Governments at all levels need to find better ways to shed light on the cost and effectiveness of public sector workers.KeithBinns/AFP/Getty Images
When Ontario’s Sunshine List was first introduced in 1996, it was meant to make the public sector more open and accountable to taxpayers, and to serve as a check on payroll spending.
Three decades on, those annual salary disclosures in Ontario and other provinces have devolved into data dumps that shed little light. Transparency around public sector staffing is crucial, given the costs make up a massive chunk of government spending. Governments at all levels need to find better ways to shed light on the cost and effectiveness of public sector workers.
As it stands now, the release of Ontario’s annual list is largely a pointless exercise in financial voyeurism, as curious friends, neighbours and colleagues search for people they know. Back in 1996, the $100,000 cutoff ensured that only high earners were in the spotlight, and just 4,576 names appeared.

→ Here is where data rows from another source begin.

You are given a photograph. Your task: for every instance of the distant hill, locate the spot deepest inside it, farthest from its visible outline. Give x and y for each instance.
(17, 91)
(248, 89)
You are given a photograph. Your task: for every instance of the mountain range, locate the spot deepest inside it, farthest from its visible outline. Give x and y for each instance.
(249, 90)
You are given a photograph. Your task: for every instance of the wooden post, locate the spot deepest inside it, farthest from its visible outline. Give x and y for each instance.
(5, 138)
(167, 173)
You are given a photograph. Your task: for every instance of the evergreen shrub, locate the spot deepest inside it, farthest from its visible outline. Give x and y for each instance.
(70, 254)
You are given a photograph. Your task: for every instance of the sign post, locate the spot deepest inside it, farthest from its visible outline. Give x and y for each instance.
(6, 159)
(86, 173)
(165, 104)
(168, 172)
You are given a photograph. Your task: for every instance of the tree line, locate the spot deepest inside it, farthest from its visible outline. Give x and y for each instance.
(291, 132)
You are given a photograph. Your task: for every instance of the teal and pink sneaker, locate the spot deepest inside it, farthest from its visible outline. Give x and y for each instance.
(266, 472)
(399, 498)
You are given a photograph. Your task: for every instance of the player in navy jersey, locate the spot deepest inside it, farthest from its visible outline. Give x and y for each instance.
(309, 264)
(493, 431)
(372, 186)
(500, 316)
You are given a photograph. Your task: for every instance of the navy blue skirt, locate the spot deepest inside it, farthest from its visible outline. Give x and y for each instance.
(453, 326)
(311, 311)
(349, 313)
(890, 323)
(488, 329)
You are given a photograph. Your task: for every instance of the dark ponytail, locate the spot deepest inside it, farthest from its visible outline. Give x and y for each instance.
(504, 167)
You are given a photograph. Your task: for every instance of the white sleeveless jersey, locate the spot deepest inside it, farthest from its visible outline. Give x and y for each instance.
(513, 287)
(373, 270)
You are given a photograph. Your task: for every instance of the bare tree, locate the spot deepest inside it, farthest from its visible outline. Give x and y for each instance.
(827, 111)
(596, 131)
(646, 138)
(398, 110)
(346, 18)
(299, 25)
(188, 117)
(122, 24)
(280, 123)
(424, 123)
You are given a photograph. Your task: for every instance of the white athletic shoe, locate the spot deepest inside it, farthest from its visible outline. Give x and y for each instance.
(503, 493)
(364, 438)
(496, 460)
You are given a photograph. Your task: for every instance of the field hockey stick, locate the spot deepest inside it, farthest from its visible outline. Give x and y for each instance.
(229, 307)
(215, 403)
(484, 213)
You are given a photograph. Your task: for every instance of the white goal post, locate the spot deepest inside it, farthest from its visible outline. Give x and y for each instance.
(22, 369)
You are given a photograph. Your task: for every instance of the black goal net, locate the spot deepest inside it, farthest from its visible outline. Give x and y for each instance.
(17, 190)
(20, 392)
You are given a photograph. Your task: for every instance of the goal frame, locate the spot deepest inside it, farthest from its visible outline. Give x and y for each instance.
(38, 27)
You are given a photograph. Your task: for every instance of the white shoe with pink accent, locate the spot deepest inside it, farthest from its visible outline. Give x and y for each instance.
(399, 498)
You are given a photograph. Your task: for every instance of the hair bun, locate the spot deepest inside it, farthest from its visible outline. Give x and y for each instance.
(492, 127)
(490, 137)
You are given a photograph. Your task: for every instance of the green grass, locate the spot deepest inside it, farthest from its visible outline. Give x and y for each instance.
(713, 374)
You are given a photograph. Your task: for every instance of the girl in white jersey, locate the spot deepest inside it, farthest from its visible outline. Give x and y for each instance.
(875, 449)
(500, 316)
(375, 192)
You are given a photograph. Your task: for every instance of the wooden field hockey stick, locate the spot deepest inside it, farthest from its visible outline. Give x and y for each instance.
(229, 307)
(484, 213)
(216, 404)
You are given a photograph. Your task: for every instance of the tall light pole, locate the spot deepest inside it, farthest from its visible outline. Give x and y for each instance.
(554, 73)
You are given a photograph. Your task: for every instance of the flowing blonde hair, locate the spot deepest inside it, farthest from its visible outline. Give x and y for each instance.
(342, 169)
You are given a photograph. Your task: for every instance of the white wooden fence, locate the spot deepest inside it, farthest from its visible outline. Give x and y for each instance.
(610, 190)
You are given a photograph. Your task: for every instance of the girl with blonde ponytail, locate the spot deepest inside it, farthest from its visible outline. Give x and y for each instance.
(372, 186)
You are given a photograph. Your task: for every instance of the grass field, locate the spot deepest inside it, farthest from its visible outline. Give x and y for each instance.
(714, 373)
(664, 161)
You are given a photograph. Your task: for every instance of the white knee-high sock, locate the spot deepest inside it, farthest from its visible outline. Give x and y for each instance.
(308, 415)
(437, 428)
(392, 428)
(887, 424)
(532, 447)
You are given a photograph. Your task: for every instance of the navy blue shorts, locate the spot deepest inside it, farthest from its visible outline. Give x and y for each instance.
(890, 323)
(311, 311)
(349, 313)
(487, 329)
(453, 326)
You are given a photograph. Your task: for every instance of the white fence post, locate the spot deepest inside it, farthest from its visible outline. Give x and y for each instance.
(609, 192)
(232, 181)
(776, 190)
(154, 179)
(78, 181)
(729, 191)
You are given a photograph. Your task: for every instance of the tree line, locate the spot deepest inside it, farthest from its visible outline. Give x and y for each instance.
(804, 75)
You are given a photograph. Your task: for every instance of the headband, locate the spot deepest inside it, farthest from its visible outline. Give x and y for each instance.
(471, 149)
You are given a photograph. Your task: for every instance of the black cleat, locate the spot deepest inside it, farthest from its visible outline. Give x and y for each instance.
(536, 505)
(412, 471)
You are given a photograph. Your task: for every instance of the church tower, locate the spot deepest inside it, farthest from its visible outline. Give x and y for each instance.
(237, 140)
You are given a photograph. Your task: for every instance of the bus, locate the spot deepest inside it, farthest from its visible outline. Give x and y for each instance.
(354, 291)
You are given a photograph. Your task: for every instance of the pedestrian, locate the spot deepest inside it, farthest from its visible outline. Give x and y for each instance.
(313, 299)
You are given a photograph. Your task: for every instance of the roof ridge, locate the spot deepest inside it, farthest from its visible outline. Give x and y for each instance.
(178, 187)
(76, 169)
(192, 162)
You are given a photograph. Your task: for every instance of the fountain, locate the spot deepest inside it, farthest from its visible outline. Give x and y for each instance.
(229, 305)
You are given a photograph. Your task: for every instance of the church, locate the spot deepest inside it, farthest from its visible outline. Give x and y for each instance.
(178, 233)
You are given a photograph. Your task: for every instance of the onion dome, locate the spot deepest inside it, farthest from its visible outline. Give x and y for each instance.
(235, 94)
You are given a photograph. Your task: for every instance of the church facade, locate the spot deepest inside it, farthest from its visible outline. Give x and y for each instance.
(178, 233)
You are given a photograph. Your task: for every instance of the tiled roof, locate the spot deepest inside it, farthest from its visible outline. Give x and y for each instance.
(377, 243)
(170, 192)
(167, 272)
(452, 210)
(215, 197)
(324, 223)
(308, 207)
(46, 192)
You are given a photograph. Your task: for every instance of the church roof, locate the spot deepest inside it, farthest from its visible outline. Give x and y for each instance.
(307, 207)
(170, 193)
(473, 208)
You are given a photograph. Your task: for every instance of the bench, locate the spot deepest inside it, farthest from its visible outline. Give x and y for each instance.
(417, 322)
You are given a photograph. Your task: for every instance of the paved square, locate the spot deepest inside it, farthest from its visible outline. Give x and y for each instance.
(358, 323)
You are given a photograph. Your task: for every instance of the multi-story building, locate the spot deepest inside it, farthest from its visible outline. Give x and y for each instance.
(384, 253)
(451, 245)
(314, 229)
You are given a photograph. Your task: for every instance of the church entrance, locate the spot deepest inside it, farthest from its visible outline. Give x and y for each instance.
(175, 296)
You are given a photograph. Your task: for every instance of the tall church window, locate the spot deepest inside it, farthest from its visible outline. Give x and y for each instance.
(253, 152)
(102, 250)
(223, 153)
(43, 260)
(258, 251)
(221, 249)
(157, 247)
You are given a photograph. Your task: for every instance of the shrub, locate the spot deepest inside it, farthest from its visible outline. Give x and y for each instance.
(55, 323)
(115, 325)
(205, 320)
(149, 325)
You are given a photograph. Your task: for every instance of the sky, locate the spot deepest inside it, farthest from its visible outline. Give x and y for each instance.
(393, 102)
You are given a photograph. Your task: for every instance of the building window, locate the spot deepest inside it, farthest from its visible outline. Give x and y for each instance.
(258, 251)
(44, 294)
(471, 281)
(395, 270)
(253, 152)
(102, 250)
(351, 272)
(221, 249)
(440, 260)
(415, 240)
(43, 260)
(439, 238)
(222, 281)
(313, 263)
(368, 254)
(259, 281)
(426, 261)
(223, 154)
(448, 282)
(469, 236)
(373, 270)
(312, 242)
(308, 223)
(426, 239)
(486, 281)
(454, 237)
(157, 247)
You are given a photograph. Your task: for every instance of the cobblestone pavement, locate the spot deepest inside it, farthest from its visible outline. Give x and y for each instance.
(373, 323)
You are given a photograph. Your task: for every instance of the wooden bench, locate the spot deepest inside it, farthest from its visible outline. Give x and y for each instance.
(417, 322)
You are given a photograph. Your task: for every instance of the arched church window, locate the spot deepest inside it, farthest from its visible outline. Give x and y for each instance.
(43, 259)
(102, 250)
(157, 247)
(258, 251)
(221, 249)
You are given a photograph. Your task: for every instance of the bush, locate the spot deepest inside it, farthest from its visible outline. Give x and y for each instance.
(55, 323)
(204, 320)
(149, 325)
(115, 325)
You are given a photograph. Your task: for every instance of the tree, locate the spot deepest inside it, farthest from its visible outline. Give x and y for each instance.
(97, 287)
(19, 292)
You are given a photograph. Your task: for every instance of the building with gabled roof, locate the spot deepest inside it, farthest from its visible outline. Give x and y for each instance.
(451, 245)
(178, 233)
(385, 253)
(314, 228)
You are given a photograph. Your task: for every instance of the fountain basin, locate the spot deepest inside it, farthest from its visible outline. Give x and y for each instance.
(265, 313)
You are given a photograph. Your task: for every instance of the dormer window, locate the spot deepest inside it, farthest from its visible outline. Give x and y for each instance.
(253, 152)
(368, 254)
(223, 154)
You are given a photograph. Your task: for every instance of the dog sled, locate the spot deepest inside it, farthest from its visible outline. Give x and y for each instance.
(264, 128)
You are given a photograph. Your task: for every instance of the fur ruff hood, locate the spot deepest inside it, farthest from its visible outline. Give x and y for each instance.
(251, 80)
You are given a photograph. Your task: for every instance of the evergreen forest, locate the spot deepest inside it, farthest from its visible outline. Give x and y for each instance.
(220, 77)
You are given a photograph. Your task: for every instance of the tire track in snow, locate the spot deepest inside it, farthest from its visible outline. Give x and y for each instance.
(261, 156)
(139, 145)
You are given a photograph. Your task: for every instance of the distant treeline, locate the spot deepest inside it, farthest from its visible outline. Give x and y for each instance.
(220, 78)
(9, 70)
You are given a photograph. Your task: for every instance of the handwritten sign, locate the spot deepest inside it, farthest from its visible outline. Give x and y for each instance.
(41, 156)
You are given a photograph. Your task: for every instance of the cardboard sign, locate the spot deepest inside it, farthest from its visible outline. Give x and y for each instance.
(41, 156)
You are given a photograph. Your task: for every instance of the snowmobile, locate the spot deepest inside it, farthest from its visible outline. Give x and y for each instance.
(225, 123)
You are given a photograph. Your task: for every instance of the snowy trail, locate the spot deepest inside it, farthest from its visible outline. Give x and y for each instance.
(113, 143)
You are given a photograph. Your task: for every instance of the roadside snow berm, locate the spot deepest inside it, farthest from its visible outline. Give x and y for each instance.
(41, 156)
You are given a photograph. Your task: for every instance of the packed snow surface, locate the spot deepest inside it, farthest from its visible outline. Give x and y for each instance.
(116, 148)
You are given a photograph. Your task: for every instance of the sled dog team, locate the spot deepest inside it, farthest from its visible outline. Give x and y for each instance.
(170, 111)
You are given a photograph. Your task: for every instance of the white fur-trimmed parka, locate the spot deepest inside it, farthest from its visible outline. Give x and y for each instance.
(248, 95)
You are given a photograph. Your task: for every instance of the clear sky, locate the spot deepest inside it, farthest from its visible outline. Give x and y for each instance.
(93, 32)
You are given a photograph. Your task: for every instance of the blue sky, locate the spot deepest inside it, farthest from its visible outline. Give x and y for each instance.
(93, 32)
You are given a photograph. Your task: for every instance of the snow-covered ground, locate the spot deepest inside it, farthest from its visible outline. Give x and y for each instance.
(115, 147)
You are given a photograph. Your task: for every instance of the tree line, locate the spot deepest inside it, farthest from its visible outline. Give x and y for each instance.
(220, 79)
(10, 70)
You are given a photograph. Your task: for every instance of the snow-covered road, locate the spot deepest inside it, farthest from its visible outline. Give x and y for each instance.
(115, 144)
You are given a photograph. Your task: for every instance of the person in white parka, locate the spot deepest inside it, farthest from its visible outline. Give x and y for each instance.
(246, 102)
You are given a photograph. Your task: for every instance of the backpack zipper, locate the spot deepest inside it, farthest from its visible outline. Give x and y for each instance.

The current list has 404,922 people, many of them in decidedly middle-class jobs, such as teachers, police officers and nurses. Had the cutoff been indexed to inflation, it would be $185,000 in 2025 dollars. Some other provinces’ cutoffs are even lower, with B.C.’s starting at $75,000 and Manitoba’s at $85,000. It’s important to know what people in leadership roles are earning, but the current system focuses attention on regular workers who have little decision making power.
Opinion: We need a national Sunshine list, publicizing salaries of individual federal workers
If the aim of these disclosures was to keep salaries down, there’s not much evidence it has worked. Research on the topic is mixed, but it’s common for public service workers to use information on their colleagues’ salaries to lobby for increases. Consider that several provinces, including Ontario, brought in pay transparency laws requiring employers to disclose salary ranges in job ads, selling them as tools to help workers.
While there is some evidence that salary disclosure lists can help reduce the wage gap between men and women, research also shows the information can reduce morale for workers who are paid below average.
Governments shouldn’t scrap salary disclosure lists, but they should make them more meaningful. While disclosures for high-earning decision makers are useful, positions at lower levels can be aggregated without names, showing how many workers of each type are in certain salary bands. The data should be specific, detailing the types of duties performed, and consistent, so year-over-year comparisons can be made. It should be easy to see if a certain department had a big jump in senior administrative staff, for example.
Did senior staff receive performance pay – and why? How much overtime did staff clock in? How many sick days did they take, and did they “bank” sick days they didn’t take? What is the cost of benefits and pensions? How many new positions were created, and what kind of roles are they? And, most crucially: How do these stats compare with similar private-sector organizations? All of these answers should be made readily available.
In addition to staffing metrics, the public deserves better accountability around what these groups of workers actually accomplish and if service standards are being met. While auditor generals provide a valuable check on spending, more can be done to detail if programs are achieving their goals.
Some federal government departments make internal audits public, but David McLaughlin, a past CEO of the Institute on Governance, points out that Immigration, Refugees and Citizenship Canada used to average five internal program audits per year to assess and improve effectiveness. Since 2019, it has never done more than one per year. More can be done to show what is working, and what isn’t.
Jocelyne Bourgon, who led the federal public service in the 1990s, has pointed to the Clerk of the Privy Council’s mandatory annual report on the state of the public service as a useful example. It is currently used as a highlight reel to showcase successes, she says, but could become more robust, serving as an ongoing fitness check tracking the health of the public service. She points to the Whitehall Monitor, an unofficial annual report on the British public service by the Institute for Government, an independent think tank, as a model. The report brings together scattered public data to create a comprehensive report on changes in the public service.
This is the real sunshine we need to shed light on Canada’s public sector.